# are pure Goblin armies doable?



## Warlord_Winters (May 2, 2012)

could they hold there own or would they need the support of Orks?


something just appeals to me about having a huge army of a bunch of little ass kickers. that's why when I go fantasy I'm getting dwarfs.


----------



## Tim/Steve (Jan 25, 2009)

Yup, pure goblin armies are very hard to play, very expensive (due to the large numbers of models and the large amounts of metal models you need) and have serious leadership issues... BUT, build them right and have a little luck and they are almost unstoppable.

Where I would consider a lot of pure-gobbo armies have gone wrong is that they get too focussed on fanatics and so never actually take the units that'll really help them out: mangler squigs, squig herds, doom divers, wolf chariots, massed bolt throwers and trolls if your willing to take them.

The big problem with the army is always going to be Ld: being so cheap means you can have huge numbers of units running around the board, but the downside is that they'll be quite close together, quite easy to kill one and then there'll be lots of low-Ld panic checks. This can be countered with good use of goblin warbosses (cheap lords, surprisingly good in combat and Ld8) and a standard of discipline to up your general to Ld9, with a BSB for reroll... but you'll still have issues with small flanking units.


----------



## The Son of Horus (Dec 30, 2006)

As Tim/Steve said... fuck. yes. 

Goblins are one of those armies that you approach on the other side of the table and go "This'll be like punting a kitten... heh heh..." and four turns later, you're going "I was wrong! I was horribly, horribly wrong!"

The place luck comes into play with a pure goblin army is mostly in regard to misfires, as greenskin warmachines aren't especially reliable. But you can bring so many of 'em that one shaking itself apart isn't a big deal. 

I would echo what Tim/Steve said and don't neglect the other stuff in favor of just maxing out your fanatics. Fanatics are important, to be sure-- especially if you can position them in such a way that your opponent ends up charging through a couple of 'em to engage your bricks of Goblins.
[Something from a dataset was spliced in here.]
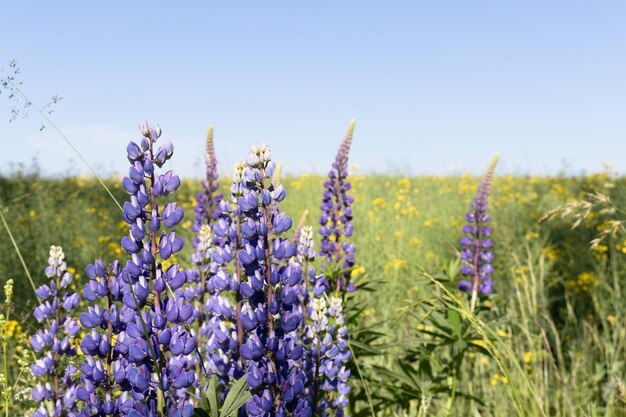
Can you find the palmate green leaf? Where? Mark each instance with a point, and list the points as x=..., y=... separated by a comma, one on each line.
x=199, y=412
x=236, y=398
x=212, y=396
x=455, y=322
The hammer and anvil tactic works wonders with Orcs and Goblins, and even moreso with a pure Goblin army. A unit of Goblin Archers that's 60-strong or so is a hilariously dangerous thing to charge, but people will do it... and between the fanatics and you being Steadfast, you're going to both stick a unit in place for a while and do some serious damage to it. At which point, something obnoxious like a big Squig herd, the mangler squigs, or the like snaps the flank, and even things like Chosen Warriors are just too outnumbered and too disadvantaged by static results from the big block to stand up to that.


----------